R. Mohan Raj, the state convener of the Dalit Sangharsh Samiti, had called it an attack on an individual’s choice of food. “Food culture is unique and the constitution gives everyone the right to eat whatever they want.  This anti-people’s Bill should not be tabled… The BJP shows that they are targeting Muslims, but their real target is Dalits,” Raj said.

On December 1, a Qureshi butchers association met the former chief minister and the current leader of the opposition Siddaramaiah, appealing him to oppose the Bill in the assembly. Siddaramaiah, a vocal opponent of the Bill right from the start, has been questioning the BJP’s intent.

Qureshi butchers association meets Siddaramaiah. Photo: thecognate.com

“Why is Cow slaughter not banned in Goa even though @BJP4Goa is in power? Why only in Karnataka?” he asked in one of his messages on social media.

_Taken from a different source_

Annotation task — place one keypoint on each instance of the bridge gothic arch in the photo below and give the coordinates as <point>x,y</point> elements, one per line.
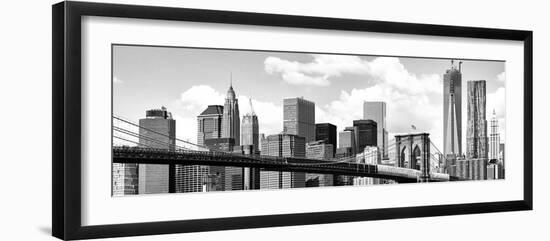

Regardless of the law, there has been a long history of violent vigilante campaign in Karnataka against the consumption of beef. As early as in March 2005, a father and son duo were paraded naked for hours and then violently attacked, allegedly by a mob that included members of the Hindu Yuva Sena, Bajrang Dal and the Vishwa Hindu Parishad. The victims, identified as Hajabba (60) and his son Hasanabba (25), suffered several internal injuries in the mob attack. The same year, another person, Azaruddin, was attacked while transporting a legitimately purchased cattle from Amasebail near Kundapur to Moodabidri in Dakshin Kannada in a tempo. Azaruddin was killed on the spot and one policeman who had intervened was also severely injured in the attack.

Shabeer Ahamed of the Karwan e Mohabbat, a people’s campaign for solidarity to survivors of hate crimes, says that with or without the Bill, the state has witnessed several violent attacks, many of which led to deaths. “Several vendors and cattle transporters have been targeted across the state. These attacks were all in the public space, in full public view. But almost all have led to acquittals,” Ahamed says.

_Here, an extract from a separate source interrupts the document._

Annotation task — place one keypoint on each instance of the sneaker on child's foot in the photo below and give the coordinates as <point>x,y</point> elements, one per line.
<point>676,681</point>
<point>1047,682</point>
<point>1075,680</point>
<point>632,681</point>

Since 2005, at least nine persons have lost their lives and close to 200 other incidents of mob vigilantism against cow trade and slaughter have been reported across Karnataka. Most of them were cattle transporters who belong to lower socio-economic castes such as the Qureshis. The most recent incident was from 2018, when a suspected cattle trader Hussainabba was killed in Udipi district.